Perhaps this is because the site (and for a long time, its literal design and user interface) predates the social media age. Perhaps it’s because the core feature of Reddit is sharing a hyperlink, pushing curious people outside of a walled garden to other parts of the internet, as opposed to platform-native videos and pictures. Perhaps it’s because the site is structured around shared interests, instead of individual cults of personality. Perhaps it’s because the community moderators are participants in the subreddits that they moderate.
I guess another way to put it is like this: I can see the twisted appeal of using generative AI for tedious work like email writing, and asset generation, and content creation. But I cannot find any significant upside to using that same tech to automate posting and commenting on Reddit.
"AI," to my mind, is more simply framed as a type of complex pattern-recognition software, rather than software that can draw new conclusions and deductions.
I think even the Cheezburger Network was quicker on the draw than Reddit.
More recently, “I saw something thing on Reddit” has been replaced by “I saw one TikTok” in the pantheon of lazy internet-culture coverage
I have no public opinion on the matter of whether certain search engines mondo-suck as compared to five or ten years ago.

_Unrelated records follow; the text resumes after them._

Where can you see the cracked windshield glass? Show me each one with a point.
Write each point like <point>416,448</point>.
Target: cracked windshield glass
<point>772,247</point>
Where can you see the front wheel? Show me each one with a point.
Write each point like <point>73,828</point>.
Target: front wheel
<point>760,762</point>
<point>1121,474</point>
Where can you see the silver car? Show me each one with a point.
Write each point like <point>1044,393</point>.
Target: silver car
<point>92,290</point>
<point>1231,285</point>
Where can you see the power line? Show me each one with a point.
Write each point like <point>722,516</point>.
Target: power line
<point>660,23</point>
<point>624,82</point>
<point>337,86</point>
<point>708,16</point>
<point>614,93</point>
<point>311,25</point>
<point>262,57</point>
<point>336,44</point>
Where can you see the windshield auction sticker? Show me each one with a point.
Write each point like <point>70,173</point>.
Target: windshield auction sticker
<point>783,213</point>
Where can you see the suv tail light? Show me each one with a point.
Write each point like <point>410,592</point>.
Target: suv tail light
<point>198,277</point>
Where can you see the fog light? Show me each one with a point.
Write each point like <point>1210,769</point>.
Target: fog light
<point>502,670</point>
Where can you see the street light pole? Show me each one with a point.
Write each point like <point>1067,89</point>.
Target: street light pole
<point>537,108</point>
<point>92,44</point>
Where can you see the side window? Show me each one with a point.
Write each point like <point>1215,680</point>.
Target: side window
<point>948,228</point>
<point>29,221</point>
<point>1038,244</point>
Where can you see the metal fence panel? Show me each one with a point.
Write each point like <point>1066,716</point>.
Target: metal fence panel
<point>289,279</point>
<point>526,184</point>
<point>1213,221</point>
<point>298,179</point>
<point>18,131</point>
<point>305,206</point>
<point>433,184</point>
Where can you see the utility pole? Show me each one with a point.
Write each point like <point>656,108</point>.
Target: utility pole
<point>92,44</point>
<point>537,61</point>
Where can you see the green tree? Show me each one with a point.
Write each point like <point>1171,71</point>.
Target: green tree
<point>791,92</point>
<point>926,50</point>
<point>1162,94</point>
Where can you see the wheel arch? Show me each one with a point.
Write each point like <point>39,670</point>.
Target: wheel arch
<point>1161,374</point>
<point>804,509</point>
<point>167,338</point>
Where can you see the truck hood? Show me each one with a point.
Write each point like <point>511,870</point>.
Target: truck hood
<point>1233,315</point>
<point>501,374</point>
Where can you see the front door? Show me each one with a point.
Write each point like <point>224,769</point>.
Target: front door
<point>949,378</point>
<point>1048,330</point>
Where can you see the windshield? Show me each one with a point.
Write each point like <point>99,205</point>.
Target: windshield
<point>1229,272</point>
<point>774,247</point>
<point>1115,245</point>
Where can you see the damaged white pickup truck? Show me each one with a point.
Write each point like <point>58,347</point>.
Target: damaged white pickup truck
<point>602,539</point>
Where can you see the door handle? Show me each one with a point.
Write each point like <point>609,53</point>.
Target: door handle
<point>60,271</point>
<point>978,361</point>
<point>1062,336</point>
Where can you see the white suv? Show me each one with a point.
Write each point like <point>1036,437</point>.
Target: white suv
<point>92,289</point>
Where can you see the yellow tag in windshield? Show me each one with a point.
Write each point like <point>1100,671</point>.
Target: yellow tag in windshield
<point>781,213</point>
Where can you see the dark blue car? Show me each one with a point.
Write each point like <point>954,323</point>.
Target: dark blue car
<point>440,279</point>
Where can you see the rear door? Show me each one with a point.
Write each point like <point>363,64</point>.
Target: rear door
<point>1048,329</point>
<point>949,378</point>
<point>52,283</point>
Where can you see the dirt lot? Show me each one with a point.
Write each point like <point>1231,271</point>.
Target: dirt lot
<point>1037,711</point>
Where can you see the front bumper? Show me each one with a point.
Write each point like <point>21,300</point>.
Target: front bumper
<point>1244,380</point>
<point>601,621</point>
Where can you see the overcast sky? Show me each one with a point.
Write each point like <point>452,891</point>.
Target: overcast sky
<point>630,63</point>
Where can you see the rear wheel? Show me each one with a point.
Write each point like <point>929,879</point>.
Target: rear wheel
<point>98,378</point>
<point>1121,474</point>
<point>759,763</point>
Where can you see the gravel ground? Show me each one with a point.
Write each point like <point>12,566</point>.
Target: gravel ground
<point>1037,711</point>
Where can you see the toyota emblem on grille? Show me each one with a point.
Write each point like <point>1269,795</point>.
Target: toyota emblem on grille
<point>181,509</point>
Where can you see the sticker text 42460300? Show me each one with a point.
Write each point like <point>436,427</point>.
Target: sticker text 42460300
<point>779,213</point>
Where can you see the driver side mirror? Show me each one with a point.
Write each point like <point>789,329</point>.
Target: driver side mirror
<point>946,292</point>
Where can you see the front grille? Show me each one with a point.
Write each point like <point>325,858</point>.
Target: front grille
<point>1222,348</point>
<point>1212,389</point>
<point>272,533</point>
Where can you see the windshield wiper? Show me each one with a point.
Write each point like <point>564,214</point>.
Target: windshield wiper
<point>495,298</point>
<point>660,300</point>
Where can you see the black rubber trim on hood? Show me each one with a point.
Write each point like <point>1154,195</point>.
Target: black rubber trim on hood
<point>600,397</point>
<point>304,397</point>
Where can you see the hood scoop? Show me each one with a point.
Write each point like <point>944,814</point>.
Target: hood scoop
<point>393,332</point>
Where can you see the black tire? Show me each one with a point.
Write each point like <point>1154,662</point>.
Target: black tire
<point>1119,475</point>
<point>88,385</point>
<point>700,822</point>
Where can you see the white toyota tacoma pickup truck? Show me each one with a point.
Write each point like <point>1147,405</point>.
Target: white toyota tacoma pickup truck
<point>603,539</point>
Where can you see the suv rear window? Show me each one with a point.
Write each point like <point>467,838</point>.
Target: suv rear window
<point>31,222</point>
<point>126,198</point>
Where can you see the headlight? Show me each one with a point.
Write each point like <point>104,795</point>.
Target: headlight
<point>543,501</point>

There are some obvious caveats that I will acknowledge here but that I don’t think undermine my larger point: 1) I have the privilege of not having to worry too much about recouping the cost of a couple drinks. Others do not. 2) Social media platforms elevate and profit from the work and culture of demographics underrepresented in more traditional forms of media. The line between fair exchange of services and exploitation is notably blurry here.